Processo nº 41/2014
(Autos de Recurso Civil e Laboral)
Data: 15 de Maio de 2014
ASSUNTO
- Extinção da instância por inutilidade superveniente
SUMÁRIO
- É de declarar a extinção da instância, por inutilidade superveniente, do recurso que tem por objecto a decisão de indeferimento do pedido da suspensão da instância para se aguardar pela decisão judicial a proferir noutro processo, através do qual a ora Recorrente pretende ser reconhecida como unida de facto do falecido XX, para efeitos de sucessão nos termos do art° 1985º do CCM, se no entretanto todos os bens do inventaria foram adjudicados, por sentença transitada em julgado, à cônjuge sobreviva do de cujus.
O Relator,
Ho Wai Neng
Processo nº 41/2014
(Autos de Recurso Civil e Laboral)
Data: 15 de Maio de 2014
Recorrente: A
Objecto do Recurso: Despacho que indeferiu o pedido de suspensão dos autos
ACORDAM OS JUÍZES NO TRIBUNAL DE SEGUNDA INSTÂNCIA DA R.A.E.M.:
I – Relatório
Por despacho de 06/09/2012, foi indeferido o pedido da suspensão da instância da Recorrente, A.

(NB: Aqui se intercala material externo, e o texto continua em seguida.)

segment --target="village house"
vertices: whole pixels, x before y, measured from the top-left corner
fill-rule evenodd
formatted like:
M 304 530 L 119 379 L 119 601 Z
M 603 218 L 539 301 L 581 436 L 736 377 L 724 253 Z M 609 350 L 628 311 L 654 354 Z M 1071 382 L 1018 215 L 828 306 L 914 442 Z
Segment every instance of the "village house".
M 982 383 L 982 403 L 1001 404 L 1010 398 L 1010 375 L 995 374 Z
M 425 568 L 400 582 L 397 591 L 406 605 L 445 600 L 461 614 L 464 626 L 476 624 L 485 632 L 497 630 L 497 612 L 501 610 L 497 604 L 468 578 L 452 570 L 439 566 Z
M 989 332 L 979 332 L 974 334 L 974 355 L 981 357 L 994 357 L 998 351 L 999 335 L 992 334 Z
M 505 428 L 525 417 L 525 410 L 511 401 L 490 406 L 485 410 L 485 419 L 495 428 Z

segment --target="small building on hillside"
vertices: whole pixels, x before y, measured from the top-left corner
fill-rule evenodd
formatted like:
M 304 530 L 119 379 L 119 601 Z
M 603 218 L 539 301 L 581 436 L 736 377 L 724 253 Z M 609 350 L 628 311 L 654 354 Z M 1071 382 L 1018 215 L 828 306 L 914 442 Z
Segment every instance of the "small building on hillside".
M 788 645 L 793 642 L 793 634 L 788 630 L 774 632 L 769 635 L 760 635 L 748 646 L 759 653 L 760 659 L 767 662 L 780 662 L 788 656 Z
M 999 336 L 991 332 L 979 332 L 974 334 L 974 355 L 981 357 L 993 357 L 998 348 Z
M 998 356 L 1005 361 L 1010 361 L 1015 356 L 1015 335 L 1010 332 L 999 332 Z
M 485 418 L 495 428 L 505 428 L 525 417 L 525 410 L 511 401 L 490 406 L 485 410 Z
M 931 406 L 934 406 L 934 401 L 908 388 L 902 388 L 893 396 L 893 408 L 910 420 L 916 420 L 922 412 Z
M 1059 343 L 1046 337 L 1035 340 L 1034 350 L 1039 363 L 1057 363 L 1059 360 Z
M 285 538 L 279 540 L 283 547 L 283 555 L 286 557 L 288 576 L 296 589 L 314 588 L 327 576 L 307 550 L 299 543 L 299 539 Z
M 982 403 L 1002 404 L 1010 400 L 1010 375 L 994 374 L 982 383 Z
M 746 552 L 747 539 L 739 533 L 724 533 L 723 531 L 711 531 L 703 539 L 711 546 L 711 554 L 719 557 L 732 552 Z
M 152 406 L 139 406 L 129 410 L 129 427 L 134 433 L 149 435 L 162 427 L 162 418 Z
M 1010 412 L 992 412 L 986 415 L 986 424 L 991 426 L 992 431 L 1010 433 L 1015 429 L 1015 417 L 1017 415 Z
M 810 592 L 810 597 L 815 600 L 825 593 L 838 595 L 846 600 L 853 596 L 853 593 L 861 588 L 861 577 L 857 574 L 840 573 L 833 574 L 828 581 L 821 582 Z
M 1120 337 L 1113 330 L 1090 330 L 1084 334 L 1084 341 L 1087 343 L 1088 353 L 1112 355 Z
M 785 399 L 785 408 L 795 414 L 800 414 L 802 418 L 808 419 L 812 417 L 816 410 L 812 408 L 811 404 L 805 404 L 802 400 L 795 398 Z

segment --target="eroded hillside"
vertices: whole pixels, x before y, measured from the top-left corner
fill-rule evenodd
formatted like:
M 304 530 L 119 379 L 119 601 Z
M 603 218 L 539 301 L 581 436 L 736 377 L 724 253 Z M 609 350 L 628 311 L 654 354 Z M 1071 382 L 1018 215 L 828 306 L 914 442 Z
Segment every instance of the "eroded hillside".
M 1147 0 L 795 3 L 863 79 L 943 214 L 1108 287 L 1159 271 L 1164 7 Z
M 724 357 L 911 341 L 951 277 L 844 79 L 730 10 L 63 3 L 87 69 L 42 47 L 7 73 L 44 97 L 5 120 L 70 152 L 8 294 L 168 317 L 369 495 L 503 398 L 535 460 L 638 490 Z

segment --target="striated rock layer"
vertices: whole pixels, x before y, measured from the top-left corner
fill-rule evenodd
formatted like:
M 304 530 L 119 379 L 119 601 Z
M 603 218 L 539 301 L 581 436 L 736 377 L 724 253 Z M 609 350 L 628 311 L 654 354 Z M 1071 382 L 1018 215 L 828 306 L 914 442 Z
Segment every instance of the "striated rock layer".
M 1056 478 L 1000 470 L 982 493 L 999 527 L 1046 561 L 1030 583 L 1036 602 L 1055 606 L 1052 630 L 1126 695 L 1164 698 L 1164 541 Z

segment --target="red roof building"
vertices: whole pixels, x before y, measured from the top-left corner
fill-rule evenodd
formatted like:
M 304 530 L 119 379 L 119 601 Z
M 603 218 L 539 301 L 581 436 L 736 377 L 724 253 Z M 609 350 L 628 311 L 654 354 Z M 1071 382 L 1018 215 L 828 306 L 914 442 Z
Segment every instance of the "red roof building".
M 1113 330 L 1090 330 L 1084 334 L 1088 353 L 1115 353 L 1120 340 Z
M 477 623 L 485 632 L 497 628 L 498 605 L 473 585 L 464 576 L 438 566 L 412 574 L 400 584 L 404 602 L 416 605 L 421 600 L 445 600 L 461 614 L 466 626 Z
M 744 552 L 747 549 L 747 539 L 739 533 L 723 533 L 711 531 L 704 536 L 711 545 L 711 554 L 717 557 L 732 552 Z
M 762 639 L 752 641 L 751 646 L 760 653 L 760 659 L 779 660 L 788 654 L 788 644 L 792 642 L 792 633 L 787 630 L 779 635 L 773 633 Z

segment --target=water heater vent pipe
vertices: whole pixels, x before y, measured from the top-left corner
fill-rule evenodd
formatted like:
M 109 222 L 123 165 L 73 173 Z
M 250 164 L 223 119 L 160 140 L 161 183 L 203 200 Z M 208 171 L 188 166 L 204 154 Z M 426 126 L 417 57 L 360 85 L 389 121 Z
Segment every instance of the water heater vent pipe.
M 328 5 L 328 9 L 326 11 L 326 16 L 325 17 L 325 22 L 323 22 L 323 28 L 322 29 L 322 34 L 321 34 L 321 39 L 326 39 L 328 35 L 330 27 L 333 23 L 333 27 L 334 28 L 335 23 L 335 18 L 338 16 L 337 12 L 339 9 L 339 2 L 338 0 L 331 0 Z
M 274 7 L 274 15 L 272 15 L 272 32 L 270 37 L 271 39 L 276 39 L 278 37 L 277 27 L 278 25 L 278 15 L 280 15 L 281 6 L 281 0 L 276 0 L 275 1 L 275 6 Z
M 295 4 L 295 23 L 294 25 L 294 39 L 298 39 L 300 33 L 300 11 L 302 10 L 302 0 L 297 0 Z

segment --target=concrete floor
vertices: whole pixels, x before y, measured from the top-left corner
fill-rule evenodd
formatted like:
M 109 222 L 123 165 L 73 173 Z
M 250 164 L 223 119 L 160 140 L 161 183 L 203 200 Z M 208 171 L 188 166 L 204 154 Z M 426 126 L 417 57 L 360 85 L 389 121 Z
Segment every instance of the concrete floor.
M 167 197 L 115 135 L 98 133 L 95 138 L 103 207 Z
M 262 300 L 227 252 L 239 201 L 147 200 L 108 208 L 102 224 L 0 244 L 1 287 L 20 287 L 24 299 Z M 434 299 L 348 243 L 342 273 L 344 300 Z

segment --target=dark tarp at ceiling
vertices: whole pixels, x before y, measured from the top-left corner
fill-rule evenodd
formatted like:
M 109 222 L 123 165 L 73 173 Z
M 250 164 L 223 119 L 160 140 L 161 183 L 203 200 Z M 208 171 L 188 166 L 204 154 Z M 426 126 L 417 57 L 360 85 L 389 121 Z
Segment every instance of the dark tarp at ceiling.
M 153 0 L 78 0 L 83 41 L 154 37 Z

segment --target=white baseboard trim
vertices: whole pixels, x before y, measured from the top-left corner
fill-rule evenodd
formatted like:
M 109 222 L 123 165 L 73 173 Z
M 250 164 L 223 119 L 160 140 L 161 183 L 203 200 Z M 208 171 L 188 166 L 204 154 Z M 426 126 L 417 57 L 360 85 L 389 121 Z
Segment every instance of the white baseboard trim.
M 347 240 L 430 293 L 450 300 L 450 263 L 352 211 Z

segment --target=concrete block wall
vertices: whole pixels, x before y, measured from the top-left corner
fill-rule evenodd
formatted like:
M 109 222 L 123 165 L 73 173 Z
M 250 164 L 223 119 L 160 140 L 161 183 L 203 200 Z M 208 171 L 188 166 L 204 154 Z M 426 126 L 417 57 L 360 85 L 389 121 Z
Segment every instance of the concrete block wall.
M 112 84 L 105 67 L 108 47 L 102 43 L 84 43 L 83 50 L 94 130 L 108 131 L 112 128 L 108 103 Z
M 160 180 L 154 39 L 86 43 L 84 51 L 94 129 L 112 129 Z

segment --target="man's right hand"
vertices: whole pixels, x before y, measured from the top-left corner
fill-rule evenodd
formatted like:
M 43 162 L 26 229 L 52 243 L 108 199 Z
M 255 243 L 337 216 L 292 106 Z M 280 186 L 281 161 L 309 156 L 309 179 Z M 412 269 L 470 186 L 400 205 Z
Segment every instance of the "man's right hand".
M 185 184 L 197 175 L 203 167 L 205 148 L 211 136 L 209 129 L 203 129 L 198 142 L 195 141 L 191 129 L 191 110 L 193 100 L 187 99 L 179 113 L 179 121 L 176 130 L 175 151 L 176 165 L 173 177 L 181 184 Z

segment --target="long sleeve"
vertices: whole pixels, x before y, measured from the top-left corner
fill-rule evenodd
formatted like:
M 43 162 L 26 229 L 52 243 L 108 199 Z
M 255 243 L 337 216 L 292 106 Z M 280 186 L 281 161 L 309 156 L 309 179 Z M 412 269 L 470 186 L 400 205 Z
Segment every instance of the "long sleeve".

Dessa decisão vêm recorrer a Recorrente, alegando, em sede de conclusão, o seguinte:
1. O despacho ora recorrido ao indeferir o pedido de suspensão dos autos enquanto a Recorrente faz prova do seu estado civil, implica a negação dos seus direitos como herdeira de acordo com o artigo 1985.º do Código Civil.
2. A Recorrente entende que o esclarecimento do seu estado civil para além de restituir a verdade também lhe honra, pois, ela sabe o que viveu e como viveu com o de cujus por mais de 10 anos!
3. A Recorrente apenas pretende que a Justiça lhe conceda um prazo, um tempo razoável para provar que era mulher do falecido.
4. A verdade pessoal corresponde a um direito de personalidade que merece proteção jurídica de acordo com o artigo 81.º do Código Civil.
5. A Recorrente pretende assim ver reconhecida na Lei a sua verdade pessoal, que aliás, é do conhecimento das pessoas que com ela e com o falecido conviviam.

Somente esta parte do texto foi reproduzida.